The Wire: By Not Recognising Hindutva Majoritarianism as a Security Threat, What Are We Protecting?

The silence of security experts implies that extremist Hindu organisations are not considered as legitimate threats either to the nation or the state. Thus, we are implicated in furthering the majoritarian narrative.

On August 8, a mob gathered right in the middle of the nation’s capital, shouting the slogan ‘when Muslims will be chopped, they will shout the name of Lord Ram’. The slogan and the act would have been shocking, but for the fact that their desired outcome had already been orchestrated on the streets of Delhi in February 2020.

One would imagine that such a threat to the lives of Indian citizens, and that too in the capital, would attract the attention of India’s security community and strategic experts. However, there was barely a whimper.

A common sense definition of a security threat would be something or someone that has the potential to cause physical harm or produce a sense of insecurity. Going solely by this definition, one can potentially imagine a plethora of security threats – global warming, rapacious corporations, natural disasters, repressive governments, enemy states, and lastly, extremist organisations, both international and domestic.

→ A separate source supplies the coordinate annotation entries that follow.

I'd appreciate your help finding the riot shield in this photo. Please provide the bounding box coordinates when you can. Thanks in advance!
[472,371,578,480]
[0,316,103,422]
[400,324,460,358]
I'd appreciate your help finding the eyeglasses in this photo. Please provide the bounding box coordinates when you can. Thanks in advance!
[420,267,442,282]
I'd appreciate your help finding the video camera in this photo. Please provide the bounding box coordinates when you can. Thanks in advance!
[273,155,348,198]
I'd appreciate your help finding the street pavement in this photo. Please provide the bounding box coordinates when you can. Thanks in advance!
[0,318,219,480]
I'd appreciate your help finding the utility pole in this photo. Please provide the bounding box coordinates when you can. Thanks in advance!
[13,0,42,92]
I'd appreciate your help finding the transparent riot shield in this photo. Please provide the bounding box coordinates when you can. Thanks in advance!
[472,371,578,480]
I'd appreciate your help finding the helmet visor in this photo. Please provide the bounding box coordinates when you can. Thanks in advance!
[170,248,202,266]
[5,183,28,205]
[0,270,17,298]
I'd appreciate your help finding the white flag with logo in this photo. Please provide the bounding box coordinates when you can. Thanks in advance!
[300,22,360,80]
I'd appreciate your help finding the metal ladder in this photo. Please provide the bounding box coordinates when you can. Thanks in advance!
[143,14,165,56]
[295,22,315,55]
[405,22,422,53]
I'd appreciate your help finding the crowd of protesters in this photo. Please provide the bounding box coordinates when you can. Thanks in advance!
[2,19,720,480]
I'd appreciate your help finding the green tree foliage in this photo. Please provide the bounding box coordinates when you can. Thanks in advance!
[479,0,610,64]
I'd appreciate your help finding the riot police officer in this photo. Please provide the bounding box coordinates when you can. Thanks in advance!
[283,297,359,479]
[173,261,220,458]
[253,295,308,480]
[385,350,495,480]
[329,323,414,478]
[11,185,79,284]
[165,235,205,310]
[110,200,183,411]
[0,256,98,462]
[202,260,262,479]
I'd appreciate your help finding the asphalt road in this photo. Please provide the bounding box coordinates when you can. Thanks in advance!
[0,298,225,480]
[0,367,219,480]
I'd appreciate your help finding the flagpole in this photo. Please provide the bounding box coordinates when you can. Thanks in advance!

However, for most within the security community, it is only the last two that are taken seriously as security threats. Moreover, in terms of domestic extremism, there is a tendency to focus on particular groups – Islamists, Maoists, and ethno-nationalist separatist groups. The thread that runs common across these groups is that they represent cultural minorities and/or peripheral ideologies.

In contrast, the threat from majoritarian extremism, namely Hindutva, is rarely acknowledged. This silence is a result of many things – implicit beliefs, denial, disciplinary socialisation, and fear.

In the context of this silence there are certain key questions that emerge – what does the phrase ‘potential to cause harm or produce a sense of insecurity’ leave out? Who is being framed as a threat? Who is being framed as the vulnerable target of the threat? In other words, it is worth considering who or what is the object of securitisation? If it’s the nation, then it logically follows that an extremist group or ideology that targets particular minorities would be classified as a threat. If it’s the state, then any group that does not believe in its constitutional principles and has a history of undertaking violent action to achieve its aims would make the cut.

On both counts, many majoritarian outfits would prove to be relevant objects of study as security threats. The silence of security experts therefore implies that extremist Hindu organisations are considered as legitimate threats to neither the nation nor the state.